I hope Ubuntu continues to offer good LXC-support, and then docker (or whatever the other hip thing of the month is) can do whatever docker does, because it's external to whatever distro people is running.
> Because not everyone wants what docker offers...
Yes, I can understand this, but more specifically? That's hardly in the way of reasons.
> To me LXC is the real deal, while docker offers limited convenience at the cost of flexibility and platform lock-in.
I'm not really sure what makes liblxc the "real deal" and "libcontainer" not? Would you care to expand on this though? The true flexibility you are alluding to is, I believe, provided by the kernel itself? Are you deriding libraries that abstract interfacing with these features? Where is the platform lock-in coming from?

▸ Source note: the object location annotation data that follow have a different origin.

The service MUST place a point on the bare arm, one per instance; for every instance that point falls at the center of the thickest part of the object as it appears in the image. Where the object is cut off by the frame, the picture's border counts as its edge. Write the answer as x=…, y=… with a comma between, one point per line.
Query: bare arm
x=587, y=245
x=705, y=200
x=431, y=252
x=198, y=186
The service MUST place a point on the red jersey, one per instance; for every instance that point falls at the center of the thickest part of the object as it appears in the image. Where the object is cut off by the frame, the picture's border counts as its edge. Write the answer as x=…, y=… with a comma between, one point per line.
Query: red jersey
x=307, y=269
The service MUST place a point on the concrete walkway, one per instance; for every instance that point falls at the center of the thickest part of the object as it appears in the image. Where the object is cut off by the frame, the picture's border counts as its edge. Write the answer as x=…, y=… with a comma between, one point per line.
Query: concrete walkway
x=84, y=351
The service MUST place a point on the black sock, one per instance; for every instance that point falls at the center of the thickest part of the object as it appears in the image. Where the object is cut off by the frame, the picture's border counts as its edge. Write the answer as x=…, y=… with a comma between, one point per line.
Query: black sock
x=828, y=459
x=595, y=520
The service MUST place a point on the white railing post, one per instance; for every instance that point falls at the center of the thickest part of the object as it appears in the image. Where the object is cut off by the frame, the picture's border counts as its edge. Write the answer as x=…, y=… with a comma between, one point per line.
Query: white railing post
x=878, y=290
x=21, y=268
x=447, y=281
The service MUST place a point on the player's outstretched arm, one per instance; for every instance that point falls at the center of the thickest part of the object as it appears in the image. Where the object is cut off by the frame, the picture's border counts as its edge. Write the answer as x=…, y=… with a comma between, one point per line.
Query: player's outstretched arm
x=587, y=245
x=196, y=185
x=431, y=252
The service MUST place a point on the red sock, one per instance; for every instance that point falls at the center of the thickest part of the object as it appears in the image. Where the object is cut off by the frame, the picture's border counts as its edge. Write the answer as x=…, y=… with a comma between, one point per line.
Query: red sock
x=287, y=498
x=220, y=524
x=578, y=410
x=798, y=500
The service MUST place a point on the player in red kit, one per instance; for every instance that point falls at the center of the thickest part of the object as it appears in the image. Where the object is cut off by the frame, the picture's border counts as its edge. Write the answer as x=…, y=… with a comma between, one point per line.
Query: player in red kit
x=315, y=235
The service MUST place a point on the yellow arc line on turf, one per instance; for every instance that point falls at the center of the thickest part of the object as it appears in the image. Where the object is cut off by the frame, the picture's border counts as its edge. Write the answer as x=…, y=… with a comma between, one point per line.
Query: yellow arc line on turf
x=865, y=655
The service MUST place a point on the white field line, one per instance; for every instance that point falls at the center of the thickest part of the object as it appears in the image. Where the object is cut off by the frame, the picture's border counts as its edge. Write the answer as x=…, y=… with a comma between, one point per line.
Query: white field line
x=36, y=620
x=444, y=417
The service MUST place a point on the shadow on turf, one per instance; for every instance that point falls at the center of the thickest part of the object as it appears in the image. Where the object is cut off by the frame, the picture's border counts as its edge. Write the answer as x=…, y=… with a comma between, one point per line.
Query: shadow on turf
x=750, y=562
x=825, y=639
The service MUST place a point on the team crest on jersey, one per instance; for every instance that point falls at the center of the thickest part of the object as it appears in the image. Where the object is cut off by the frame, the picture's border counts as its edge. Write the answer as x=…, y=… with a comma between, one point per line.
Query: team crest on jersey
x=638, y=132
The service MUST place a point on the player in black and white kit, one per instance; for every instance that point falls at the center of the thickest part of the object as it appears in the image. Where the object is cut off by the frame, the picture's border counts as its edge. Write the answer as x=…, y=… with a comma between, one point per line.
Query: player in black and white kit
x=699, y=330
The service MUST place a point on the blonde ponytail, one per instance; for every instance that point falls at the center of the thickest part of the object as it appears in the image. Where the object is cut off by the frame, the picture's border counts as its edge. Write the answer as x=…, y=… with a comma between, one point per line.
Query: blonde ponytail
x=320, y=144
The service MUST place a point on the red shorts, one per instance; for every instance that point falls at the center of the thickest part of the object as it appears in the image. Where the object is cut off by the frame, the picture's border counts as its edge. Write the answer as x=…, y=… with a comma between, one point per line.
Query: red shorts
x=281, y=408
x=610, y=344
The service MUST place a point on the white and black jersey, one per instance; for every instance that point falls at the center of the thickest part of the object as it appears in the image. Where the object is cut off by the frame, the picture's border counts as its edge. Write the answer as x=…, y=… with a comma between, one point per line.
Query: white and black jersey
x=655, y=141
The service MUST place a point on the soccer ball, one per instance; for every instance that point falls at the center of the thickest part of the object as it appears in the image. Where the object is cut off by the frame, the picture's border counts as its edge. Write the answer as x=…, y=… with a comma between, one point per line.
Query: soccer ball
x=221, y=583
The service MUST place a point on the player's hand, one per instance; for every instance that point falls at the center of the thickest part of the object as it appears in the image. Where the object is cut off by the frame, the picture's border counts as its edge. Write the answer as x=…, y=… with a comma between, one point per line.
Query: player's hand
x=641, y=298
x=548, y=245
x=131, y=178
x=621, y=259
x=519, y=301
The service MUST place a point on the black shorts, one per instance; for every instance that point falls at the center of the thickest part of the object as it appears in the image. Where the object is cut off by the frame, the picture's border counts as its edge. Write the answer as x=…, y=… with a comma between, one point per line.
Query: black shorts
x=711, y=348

Docker has been making inroads into many non-linux platforms, even Windows recently.
> and then docker (or whatever the other hip thing of the month is)
Are you suggesting Docker is a "flavour of the month"? That's... A unique perspective. In any case, as a counter point, I'd like to offer up that RedHat itself has partnered with docker via OpenShift. If one were looking for linux flavour of the month, I RedHat would be the LAST place they would look.
Containers are far, far more efficient. The superficial benchmarks that suggest that the difference is small are misleading.
At a data center where I worked a while back I saw thousands of VZ containers on boxes that could only manage maybe sixty KVMs. If the issues around security and flexibility can be fixed, there is opportunity for orders of magnitude improvements in density and power utilization.
Sounds like the right mixture of security and usage (cmdline tools like in Docker) and LXC.
Does anybody have any recommendations on how to manage LXC before LXD? LXD can't be the first approach to make usage of LXC and manage connections easy. Played with LXC, liked the concept and hated the iptables NAT thing... not really user friendly. So kudos to LXD!
I've got a Debian system that I've got a couple of Debian VMs running on under qemu-kvm. I don't want Docker-style containers for specific apps; I need "full system image" virtualization - I wonder if this would be helpful for my use case?
Running the same kernel/version of OS is fine across my host system and the guests.
I'd be extremely interested to see if this brings greater security to the "container" model. Something resembling BSD jails is sorely lacking in the Linux world.
Where Sony pushes their own special formats like Memory Stick, Ubuntu pushes Upstart, Juju and now LXD. I think in the end this isn't entirely helpful to the ecosystem as a whole when you have Ubuntu attempting to push their special formats of things while not bringing all that much more to the table. The question of how systemd compares to upstart might be something to consider with my upstart comparison, but essentially all I see from Ubuntu is pushing their brand of tooling and most of it is very Ubuntu specific.
On the other hand RedHat usually releases software that can (and usually does) make it to other distributions and ecosystems. I'm not entirely sure what LXD is going to bring to the table beyond what Docker or similar utilities offer, and like many Ubuntu projects it currently seems to be VERY light on documentation. Actually, where do I even access the documentation for this project? Oversights like this are what killed Juju or MAAS for me and yet Ubuntu pushes those projects like crazy at every conference I've seen them at (Gophercon for instance).